In some embodiments, referring to fig. 1-4, the partition board 1 is divided into a mixing reaction zone 11, a fluidizing zone 12 and a separating zone 13 from bottom to top along the height direction, and the output port 52 of the mixed flow nozzle 5 and the seeding tube 8 are located in the mixing reaction zone 11. The seed crystal circularly flows among the mixed reaction zone 11, the fluidizing zone 12, the separation zone 13 and the clear water zone at the upper part of the tank body 6, and certain chemical agents (such as sodium hydroxide and sodium carbonate) are added into the raw water to balance the carbonic acid in the water to the production of CO4 2-Is moved in the waterCO of3 2-Ion Ca2+The ions are crystallized and separated out on the surface of the crystal by taking the seed crystal as the core, and finally CaCO is formed3Crystal grains, thereby achieving the purpose of removing the hardness in water. The seed adding pipe 8 can also be a particle discharging pipe, and has two functions of adding seed crystals and discharging particles, but the seed adding pipe cannot be operated simultaneously in actual operation and can be operated alternately.

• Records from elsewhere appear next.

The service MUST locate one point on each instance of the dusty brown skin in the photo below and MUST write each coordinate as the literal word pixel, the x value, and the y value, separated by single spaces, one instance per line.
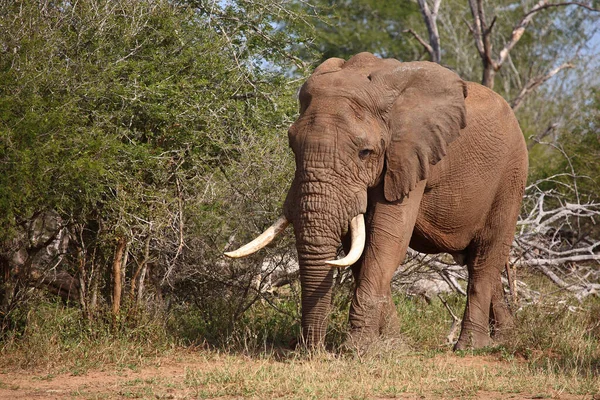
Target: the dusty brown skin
pixel 435 163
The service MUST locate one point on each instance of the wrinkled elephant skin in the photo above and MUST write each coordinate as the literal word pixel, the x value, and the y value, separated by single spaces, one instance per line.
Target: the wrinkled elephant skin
pixel 434 163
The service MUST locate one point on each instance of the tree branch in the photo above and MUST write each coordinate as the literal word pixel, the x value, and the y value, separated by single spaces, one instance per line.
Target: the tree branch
pixel 534 83
pixel 423 43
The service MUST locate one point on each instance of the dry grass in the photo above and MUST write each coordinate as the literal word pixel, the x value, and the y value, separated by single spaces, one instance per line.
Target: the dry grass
pixel 554 353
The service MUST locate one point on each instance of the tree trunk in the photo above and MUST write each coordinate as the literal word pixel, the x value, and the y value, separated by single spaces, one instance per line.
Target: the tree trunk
pixel 117 277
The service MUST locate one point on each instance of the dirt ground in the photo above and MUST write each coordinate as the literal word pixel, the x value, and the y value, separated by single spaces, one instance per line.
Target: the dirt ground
pixel 178 378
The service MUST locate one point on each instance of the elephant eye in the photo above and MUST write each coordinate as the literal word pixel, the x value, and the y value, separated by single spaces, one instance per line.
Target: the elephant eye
pixel 365 153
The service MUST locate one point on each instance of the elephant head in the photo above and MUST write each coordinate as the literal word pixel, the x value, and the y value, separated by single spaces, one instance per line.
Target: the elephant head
pixel 363 122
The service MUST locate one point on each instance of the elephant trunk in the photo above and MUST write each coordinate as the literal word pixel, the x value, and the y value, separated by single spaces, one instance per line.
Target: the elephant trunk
pixel 321 215
pixel 316 278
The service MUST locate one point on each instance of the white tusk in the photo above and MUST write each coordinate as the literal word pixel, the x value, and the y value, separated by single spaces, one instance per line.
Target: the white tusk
pixel 358 234
pixel 261 241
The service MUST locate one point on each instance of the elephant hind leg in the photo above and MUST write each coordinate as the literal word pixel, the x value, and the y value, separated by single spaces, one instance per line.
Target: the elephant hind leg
pixel 487 257
pixel 501 318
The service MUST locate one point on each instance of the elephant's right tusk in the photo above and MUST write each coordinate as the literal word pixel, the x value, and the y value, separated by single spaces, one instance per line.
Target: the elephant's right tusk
pixel 262 240
pixel 358 234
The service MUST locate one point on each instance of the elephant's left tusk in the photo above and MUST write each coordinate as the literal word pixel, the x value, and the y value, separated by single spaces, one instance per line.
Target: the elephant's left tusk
pixel 358 234
pixel 261 241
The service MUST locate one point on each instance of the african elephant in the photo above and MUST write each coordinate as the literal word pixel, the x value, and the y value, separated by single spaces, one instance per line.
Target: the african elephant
pixel 431 161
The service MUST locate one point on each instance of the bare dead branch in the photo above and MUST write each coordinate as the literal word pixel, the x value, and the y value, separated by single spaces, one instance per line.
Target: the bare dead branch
pixel 423 43
pixel 430 18
pixel 534 83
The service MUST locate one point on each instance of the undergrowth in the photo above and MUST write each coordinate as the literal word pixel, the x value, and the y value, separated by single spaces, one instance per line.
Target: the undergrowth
pixel 556 339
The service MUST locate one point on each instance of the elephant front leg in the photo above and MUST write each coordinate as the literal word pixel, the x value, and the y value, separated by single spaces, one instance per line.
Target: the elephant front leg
pixel 390 226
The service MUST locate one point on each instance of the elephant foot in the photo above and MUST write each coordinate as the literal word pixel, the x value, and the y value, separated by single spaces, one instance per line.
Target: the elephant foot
pixel 472 340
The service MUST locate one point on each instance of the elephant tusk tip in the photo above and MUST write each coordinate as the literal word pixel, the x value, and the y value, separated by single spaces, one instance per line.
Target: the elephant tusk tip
pixel 336 263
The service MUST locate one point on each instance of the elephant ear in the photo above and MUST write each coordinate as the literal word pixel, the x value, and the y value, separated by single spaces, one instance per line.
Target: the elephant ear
pixel 425 113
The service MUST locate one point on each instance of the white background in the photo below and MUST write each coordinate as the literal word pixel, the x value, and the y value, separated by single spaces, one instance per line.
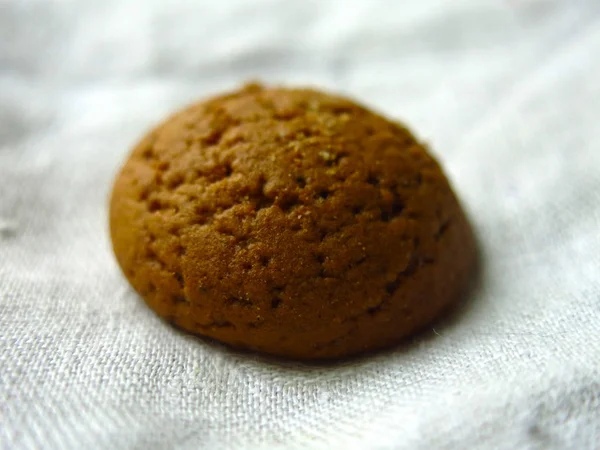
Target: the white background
pixel 506 92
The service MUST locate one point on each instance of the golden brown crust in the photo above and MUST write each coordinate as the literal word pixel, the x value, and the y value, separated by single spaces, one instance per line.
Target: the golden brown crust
pixel 290 222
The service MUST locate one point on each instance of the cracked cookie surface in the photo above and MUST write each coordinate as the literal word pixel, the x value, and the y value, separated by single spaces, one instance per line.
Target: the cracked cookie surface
pixel 290 222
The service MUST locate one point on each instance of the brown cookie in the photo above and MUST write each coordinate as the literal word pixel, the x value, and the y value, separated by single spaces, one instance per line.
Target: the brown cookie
pixel 290 222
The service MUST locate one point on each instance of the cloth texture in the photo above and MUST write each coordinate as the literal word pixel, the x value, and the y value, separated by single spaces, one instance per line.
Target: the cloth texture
pixel 505 92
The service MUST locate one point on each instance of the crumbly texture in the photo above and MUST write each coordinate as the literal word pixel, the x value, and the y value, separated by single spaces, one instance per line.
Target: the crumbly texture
pixel 291 222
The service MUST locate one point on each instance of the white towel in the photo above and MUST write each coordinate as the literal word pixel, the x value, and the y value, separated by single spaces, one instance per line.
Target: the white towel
pixel 506 93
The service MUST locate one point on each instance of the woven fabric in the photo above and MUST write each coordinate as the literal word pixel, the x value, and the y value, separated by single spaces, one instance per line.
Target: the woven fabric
pixel 506 93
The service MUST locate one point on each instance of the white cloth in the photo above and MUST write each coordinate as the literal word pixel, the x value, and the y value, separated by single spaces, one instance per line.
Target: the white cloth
pixel 506 92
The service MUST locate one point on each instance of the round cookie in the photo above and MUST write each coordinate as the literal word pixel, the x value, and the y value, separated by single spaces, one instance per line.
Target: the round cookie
pixel 291 222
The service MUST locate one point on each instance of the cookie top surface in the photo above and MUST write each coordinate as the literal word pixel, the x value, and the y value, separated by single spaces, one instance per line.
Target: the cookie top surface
pixel 288 221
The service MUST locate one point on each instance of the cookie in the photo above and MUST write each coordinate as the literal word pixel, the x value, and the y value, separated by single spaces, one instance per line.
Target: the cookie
pixel 290 222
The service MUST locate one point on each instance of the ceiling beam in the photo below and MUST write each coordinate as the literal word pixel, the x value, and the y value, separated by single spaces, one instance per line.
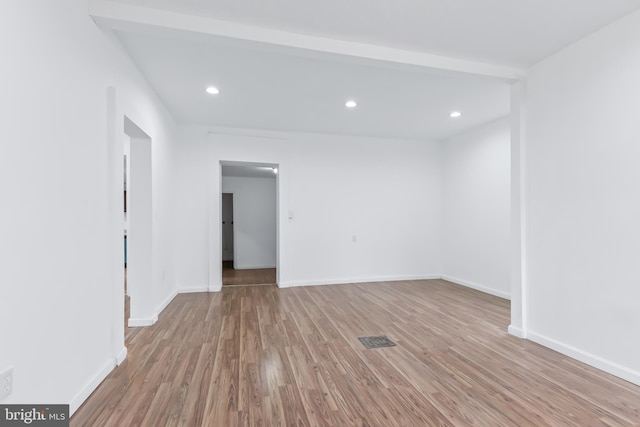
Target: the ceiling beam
pixel 126 17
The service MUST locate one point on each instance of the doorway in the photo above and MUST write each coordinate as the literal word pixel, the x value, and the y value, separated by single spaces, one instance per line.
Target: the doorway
pixel 249 224
pixel 137 222
pixel 227 230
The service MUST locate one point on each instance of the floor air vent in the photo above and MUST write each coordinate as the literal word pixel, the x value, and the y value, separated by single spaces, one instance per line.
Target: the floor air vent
pixel 377 342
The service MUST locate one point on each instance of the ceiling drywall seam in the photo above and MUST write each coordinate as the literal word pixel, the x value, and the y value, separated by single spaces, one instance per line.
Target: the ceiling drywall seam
pixel 111 15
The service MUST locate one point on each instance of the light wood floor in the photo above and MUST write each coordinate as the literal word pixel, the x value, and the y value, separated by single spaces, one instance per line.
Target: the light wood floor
pixel 266 356
pixel 261 276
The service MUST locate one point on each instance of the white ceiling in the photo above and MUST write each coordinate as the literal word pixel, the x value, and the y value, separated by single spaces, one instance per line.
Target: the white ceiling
pixel 289 65
pixel 286 92
pixel 510 32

CaCO in the tank body 63The thrust of the crystal particles is gradually reduced in the upward water flow pushing process, the crystal particles are suspended in the liquid in the middle of the tank body 6 when the gravity of the crystal particles gradually reaches balance, the crystal particles are gradually gathered and diffused from the center to the periphery, then the crystal particles are settled from the tank wall to the bottom, the upward floating force close to the bottom is gradually increased along with the variable cross section structure of the lower conical structure in the downward flowing process of the particles, after the upward buoyancy is larger than the downward settling force of the crystal particles, the crystal particles are pushed to the upper part by the water flow again to be in contact reaction with raw water to produce new crystal precipitation, the particles settled to the bottom partition plate 1 are sucked by the nozzle again to be in reaction crystallization, the crystal particles gradually increase in cycles, and finally the larger crystal particles are discharged from the particle discharge pipe.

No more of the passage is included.